Medical Physics Graduate Program

The Medical Physics Graduate Program is accredited by the Commission on Accreditation of Medical Physics Education Programs (CAMPEP) and offers MS and PhD degrees.

The goal of the program is to prepare students for entering a clinical medical physics residency program in therapy or imaging physics and/or to pursue a career in research and teaching in radiation therapy, radiology, or magnetic resonance imaging. 

The program meets the requirements of the Graduate School of the University of Minnesota, AAPM Reports 197, 197S, and the CAMPEP Standards for Accreditation of Graduate Educational Programs.

The Medical Physics Graduate Program generally admits students in the Fall semester. This program does not grant conditional admissions. The deadline for receipt of application and all supporting materials is January 7, 2022.

What is Medical Physics?

Medical physicists are professionals with education and specialist training in the concepts and techniques of applying physics in medicine. Medical Physicists work in clinical, academic or research institutions. (Source: IOMP)

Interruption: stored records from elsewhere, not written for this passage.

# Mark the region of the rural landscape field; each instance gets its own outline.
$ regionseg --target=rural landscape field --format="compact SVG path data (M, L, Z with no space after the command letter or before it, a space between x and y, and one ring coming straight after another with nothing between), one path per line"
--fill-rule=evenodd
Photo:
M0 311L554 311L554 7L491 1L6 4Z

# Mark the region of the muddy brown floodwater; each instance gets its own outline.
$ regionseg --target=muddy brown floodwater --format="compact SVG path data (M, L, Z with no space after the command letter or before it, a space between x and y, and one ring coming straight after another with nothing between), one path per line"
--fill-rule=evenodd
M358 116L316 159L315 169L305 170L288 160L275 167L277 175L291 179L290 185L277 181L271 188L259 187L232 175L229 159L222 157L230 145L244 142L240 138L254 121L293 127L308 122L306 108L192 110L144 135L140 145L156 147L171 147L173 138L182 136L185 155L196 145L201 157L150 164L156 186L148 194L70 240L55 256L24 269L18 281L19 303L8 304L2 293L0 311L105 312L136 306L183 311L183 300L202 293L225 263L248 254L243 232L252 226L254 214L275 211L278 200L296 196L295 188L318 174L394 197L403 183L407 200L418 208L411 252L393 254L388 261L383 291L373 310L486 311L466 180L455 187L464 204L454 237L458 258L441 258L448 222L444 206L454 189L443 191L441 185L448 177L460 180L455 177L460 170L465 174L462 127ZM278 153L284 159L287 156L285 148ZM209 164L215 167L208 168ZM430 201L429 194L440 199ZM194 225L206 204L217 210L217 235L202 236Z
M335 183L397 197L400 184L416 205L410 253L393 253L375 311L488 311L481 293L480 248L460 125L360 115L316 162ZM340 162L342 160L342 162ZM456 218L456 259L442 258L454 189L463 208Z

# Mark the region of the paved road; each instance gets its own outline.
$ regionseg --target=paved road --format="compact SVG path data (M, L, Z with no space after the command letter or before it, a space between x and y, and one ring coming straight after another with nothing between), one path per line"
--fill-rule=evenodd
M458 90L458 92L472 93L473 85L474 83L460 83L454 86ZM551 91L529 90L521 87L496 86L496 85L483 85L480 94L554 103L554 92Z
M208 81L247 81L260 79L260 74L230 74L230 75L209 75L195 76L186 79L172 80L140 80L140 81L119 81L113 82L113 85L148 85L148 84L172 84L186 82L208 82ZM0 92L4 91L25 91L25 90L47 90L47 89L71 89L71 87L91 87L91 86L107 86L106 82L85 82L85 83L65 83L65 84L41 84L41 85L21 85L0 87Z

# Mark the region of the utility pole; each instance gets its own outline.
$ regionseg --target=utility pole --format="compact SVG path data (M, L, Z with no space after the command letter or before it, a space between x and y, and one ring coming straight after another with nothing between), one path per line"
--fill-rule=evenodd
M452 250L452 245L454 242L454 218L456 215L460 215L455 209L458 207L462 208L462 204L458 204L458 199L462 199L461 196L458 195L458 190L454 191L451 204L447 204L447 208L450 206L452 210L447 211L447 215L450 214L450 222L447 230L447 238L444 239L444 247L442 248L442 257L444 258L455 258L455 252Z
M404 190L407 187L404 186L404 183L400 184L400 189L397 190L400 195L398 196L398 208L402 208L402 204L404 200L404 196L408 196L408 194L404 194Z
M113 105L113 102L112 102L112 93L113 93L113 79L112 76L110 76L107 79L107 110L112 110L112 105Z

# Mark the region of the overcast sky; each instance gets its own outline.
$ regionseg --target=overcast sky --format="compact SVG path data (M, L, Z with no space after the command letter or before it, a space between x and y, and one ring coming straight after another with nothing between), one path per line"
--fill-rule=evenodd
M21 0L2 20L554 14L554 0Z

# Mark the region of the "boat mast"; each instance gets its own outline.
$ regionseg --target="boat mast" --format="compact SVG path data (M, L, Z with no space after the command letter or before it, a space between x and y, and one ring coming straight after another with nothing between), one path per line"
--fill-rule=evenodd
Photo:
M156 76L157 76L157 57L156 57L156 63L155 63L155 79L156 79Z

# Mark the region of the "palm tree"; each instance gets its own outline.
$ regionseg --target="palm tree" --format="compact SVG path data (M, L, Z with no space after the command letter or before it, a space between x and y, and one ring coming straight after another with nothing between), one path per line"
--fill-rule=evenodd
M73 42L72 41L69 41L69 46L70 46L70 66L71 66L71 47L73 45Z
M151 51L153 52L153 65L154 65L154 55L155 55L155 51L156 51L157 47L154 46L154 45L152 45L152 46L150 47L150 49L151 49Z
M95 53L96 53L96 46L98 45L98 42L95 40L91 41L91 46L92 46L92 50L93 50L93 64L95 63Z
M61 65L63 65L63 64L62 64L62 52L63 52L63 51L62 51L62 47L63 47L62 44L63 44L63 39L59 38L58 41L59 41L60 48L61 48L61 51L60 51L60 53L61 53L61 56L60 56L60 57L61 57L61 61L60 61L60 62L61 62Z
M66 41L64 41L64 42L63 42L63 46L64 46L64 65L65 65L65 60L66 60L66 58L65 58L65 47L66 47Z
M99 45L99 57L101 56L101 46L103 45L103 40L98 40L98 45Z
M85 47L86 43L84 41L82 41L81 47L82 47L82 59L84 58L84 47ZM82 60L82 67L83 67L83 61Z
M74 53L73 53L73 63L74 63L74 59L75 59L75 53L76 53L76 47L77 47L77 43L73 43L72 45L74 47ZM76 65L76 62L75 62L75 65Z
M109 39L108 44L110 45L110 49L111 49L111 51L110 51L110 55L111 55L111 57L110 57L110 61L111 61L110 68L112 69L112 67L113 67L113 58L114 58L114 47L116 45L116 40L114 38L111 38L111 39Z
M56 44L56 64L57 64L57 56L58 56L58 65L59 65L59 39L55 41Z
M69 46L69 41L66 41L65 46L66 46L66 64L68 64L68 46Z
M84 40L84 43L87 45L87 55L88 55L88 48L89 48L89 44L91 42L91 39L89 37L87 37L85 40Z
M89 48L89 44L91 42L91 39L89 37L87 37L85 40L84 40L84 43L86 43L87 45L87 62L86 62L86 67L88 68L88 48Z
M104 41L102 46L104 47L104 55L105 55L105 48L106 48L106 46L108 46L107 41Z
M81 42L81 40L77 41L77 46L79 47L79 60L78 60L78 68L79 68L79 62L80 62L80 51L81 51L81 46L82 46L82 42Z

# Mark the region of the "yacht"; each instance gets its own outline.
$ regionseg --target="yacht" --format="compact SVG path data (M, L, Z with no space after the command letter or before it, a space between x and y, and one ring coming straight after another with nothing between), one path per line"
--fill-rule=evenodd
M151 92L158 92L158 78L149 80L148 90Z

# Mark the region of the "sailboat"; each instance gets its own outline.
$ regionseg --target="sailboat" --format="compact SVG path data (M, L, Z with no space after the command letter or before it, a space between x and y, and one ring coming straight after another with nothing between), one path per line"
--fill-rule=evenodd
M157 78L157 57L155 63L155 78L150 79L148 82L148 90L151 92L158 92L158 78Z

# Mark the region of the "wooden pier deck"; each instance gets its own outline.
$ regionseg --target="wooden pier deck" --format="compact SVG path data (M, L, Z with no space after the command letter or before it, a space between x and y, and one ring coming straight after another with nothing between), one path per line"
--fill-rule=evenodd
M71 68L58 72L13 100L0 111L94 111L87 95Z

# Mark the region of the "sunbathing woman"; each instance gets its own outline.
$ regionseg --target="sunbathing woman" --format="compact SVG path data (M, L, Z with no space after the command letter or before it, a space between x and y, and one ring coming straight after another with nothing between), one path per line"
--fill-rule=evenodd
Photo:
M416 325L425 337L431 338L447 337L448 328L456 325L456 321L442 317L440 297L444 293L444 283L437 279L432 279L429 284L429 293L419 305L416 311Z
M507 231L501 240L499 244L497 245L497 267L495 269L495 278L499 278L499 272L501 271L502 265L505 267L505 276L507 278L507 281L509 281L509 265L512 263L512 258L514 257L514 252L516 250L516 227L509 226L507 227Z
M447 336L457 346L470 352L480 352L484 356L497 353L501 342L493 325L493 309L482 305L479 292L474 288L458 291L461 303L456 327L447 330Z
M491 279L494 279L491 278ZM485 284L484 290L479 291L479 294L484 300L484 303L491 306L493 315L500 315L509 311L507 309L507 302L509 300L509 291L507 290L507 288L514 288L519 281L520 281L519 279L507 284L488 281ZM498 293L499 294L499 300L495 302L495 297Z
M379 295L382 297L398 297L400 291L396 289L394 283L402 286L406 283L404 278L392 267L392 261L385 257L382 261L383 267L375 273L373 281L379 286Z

Medical physicists are concerned with three areas of activity:

     Clinical service and consultation in radiation oncology and radiology departments

     Research and development in areas such as cancer, heart disease, …

     Teaching medical physics students, resident physicians, and radiology and radiation therapy technology students

(Source: AAPM)


Med Phys

Program Governance

The program governance includes the Director of Graduate Studies (DGS), the Steering Committee, and the Admissions Committee. The Steering Committee addresses the long term needs of the program and any short term issues. The Admissions Committee reviews applications for admissions and makes admissions decisions.

The majority of the instructors for the program are from the Departments of Radiation Oncology and Radiology at the University of Minnesota. Faculty are listed as full if they advise and support student(s) in the program at least once every five years, actively participate in the program by serving on student(s) MS and PhD committees, teaching courses, or serve in one of the graduate program committees.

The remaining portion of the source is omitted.